UKA (unicompartmental arthroplasty)
UKA - Is there an advantage or disadvantage?
Unicompartmental knee arthroplasty (UKA), specifically medial compartment arthroplasty does have some distinct advantages when performed on the correct surgical candidate there is also one distinct disadvantage. It has a shorter recovery allowing individuals to return to work and activity sooner. It also has no restrictions post-recovery. The distinct disadvantage of UKA versus TKA is that there is a higher revision rate. Although, when revising a UKA to a TKA one can expect the same outcome as having a TKA on a primary knee.
Who is the correct patient for a medial UKA? In our practice that patient is someone who presents with isolated medial compartment pain and has isolated medial compartment degenerative changes on x-rays or advanced imaging. We ask our patients to point with one finger to show us where their knee hurts. If they point directly to the medial compartment, then they may be a candidate for a medial UKA. If they have had an arthroscopic procedure performed prior to seeing us, we will attempt to obtain their intra-operative imaging. Often times we will have them use a medial off-loader brace to see if their pain is well controlled. An MRI of the knee will better demonstrate disease in the lateral and patellofemoral compartments, if there are any concerns of disease in the remaining compartments.
We have a long discussion about the possible requirement for further surgery if they develop lateral or patellofemoral pain post-procedure. They must have an understanding that my surgeon may opt to perform a TKA if there are more advanced degenerative changes in the lateral or patellofemoral compartments than expected.
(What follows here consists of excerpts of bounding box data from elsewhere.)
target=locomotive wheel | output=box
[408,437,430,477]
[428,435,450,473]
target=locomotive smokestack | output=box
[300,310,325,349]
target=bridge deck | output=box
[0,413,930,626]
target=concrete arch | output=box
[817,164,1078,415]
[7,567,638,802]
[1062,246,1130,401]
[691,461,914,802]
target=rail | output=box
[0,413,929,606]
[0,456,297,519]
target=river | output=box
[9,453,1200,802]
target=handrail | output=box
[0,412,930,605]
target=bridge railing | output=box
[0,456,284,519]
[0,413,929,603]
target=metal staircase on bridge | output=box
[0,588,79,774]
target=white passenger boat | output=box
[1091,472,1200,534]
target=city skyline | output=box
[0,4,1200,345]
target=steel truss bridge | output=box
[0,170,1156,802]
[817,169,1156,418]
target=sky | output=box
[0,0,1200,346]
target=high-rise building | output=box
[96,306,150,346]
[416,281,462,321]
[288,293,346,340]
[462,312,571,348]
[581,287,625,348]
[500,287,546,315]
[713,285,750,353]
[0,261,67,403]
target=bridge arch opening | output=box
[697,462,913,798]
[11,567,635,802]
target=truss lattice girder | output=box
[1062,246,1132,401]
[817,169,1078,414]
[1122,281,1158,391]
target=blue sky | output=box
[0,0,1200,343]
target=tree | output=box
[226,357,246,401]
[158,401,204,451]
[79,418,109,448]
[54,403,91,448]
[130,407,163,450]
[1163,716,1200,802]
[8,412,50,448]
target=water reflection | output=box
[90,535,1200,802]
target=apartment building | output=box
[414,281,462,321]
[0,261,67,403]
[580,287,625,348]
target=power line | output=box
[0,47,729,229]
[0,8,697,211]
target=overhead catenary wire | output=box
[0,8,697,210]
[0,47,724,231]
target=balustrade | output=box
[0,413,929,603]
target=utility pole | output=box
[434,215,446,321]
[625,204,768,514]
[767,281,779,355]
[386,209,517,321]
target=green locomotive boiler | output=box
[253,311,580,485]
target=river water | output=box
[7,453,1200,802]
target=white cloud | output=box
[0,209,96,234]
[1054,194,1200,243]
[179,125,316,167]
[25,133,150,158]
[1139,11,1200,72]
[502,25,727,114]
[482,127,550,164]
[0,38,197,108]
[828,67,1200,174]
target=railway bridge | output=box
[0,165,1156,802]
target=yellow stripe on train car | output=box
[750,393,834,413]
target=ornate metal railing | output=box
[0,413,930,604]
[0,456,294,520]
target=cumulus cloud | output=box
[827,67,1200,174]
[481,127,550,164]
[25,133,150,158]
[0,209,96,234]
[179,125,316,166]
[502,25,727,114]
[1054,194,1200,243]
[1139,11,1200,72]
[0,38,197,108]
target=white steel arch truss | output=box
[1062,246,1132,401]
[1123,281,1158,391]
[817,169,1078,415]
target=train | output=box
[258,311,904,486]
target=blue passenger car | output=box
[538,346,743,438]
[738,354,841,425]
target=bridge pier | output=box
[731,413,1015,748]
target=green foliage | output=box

We use the MAKO robot to perform our UKA. The UKA is a more technical procedure than a TKA because there is no epicondylar axis to use to set your rotation. The use of technology (MAKO) eliminates this concern. There is sparing of the quadriceps tendon with the approach which allows for quicker recovery when compared to the TKA.
Our medial UKA patients are my favorite knee patients to see post-operatively. If someone offered me a UKA and said I would still have to do a TKA in 5-10 years, for me, it would be an easy decision. What are you seeing with your patients? Would you choose a UKA over a TKA if given the option?